Recalling similar conversations, vice chair Linda Chase suggested that town planner Scott Hastings reach out to the Greater Portland Council of Governments, in hopes that GPCOG has municipal real estate contacts. A specialist could perhaps offer advice on whether to sell the property as-is, tear down the building, or sell with conditions, Chase said.
Bragdon asked whether a buyer would have to follow the Upper Village plan or could instead “do their own thing.” Gilles explained that there are incentives for following the plan and some specific restrictions. The buyer can’t put in another gas station, for example, she said.
While the long-term plan for the old public works building remains uncertain, the near-term is clearer. Staff will investigate the cost of securing professional planning and marketing help and report back so that funds might be set aside as a resource in the coming budget.
Code enforcement officer. The board voted to workshop the code enforcement officer job description and scheduled that discussion for Thursday January 21. Why take up that position description now?

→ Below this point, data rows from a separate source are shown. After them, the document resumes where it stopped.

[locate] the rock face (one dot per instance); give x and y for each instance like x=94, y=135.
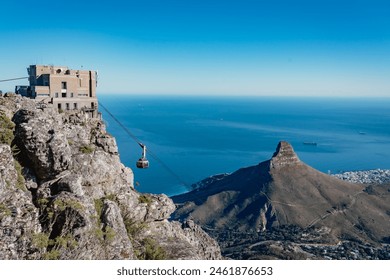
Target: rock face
x=284, y=192
x=64, y=194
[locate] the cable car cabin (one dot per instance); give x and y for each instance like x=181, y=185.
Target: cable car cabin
x=142, y=162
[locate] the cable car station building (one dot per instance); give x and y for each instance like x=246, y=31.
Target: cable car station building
x=66, y=89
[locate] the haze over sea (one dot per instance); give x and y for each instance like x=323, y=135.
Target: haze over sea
x=201, y=136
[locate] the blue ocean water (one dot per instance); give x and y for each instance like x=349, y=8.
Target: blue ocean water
x=200, y=136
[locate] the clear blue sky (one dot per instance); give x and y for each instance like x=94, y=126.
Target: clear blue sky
x=251, y=47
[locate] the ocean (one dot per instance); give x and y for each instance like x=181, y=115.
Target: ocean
x=191, y=138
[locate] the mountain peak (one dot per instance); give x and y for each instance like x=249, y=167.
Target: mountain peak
x=284, y=155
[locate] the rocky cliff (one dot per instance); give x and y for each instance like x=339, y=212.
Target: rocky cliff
x=281, y=205
x=64, y=194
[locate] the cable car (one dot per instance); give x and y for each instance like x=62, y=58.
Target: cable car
x=143, y=162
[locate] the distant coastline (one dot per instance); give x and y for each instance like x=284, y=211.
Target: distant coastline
x=375, y=176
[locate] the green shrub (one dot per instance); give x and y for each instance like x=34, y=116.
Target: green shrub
x=52, y=255
x=4, y=211
x=40, y=240
x=20, y=183
x=63, y=204
x=145, y=199
x=152, y=251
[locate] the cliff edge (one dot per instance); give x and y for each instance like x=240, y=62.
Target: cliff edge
x=64, y=194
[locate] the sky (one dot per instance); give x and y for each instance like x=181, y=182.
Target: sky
x=187, y=47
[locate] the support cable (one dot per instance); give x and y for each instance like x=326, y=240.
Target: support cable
x=13, y=79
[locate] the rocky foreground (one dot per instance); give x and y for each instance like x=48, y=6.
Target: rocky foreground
x=284, y=209
x=64, y=194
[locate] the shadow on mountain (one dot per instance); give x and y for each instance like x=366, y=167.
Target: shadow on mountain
x=289, y=204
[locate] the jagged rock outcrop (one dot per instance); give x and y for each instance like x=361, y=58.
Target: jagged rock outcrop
x=284, y=192
x=72, y=198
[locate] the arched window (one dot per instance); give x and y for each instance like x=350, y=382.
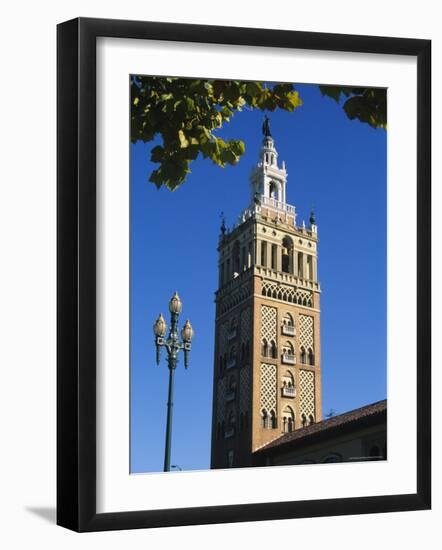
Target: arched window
x=288, y=380
x=300, y=266
x=288, y=420
x=264, y=419
x=235, y=258
x=232, y=354
x=272, y=419
x=231, y=420
x=287, y=255
x=273, y=190
x=287, y=320
x=264, y=253
x=264, y=348
x=303, y=355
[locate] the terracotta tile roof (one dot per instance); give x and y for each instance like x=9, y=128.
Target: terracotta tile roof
x=351, y=419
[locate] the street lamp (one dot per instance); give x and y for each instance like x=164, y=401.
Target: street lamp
x=173, y=346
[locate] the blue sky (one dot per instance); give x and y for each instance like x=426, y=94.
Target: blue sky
x=334, y=164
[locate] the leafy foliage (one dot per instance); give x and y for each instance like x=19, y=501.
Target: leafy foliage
x=365, y=104
x=187, y=113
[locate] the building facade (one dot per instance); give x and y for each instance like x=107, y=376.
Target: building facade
x=355, y=436
x=267, y=367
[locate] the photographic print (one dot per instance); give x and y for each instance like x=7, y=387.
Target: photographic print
x=258, y=255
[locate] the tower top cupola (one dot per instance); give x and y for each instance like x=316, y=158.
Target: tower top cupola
x=268, y=179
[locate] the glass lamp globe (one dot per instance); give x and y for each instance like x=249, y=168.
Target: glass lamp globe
x=175, y=304
x=160, y=326
x=187, y=332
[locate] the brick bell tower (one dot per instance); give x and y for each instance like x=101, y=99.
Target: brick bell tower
x=267, y=369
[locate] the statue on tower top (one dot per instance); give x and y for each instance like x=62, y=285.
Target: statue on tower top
x=266, y=127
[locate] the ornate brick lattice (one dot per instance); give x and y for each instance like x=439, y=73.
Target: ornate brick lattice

Because Code officer Debra Parks Larrivee is resigning, effective April 1.
Larrivee, who has been with the town since 2003, told NGX that her retirement is long-planned and that “it’s been a good ride.” She said she’ll miss meeting residents but looks forward especially to enjoying grandchildren and gardening.
The board didn’t formally vote on Larrivee’s resignation but did express wishes for her happy retirement. With that, the formal meeting adjourned and the board moved into workshop mode to take up revisions to the personnel policy, one which will apply to the next code enforcement officer.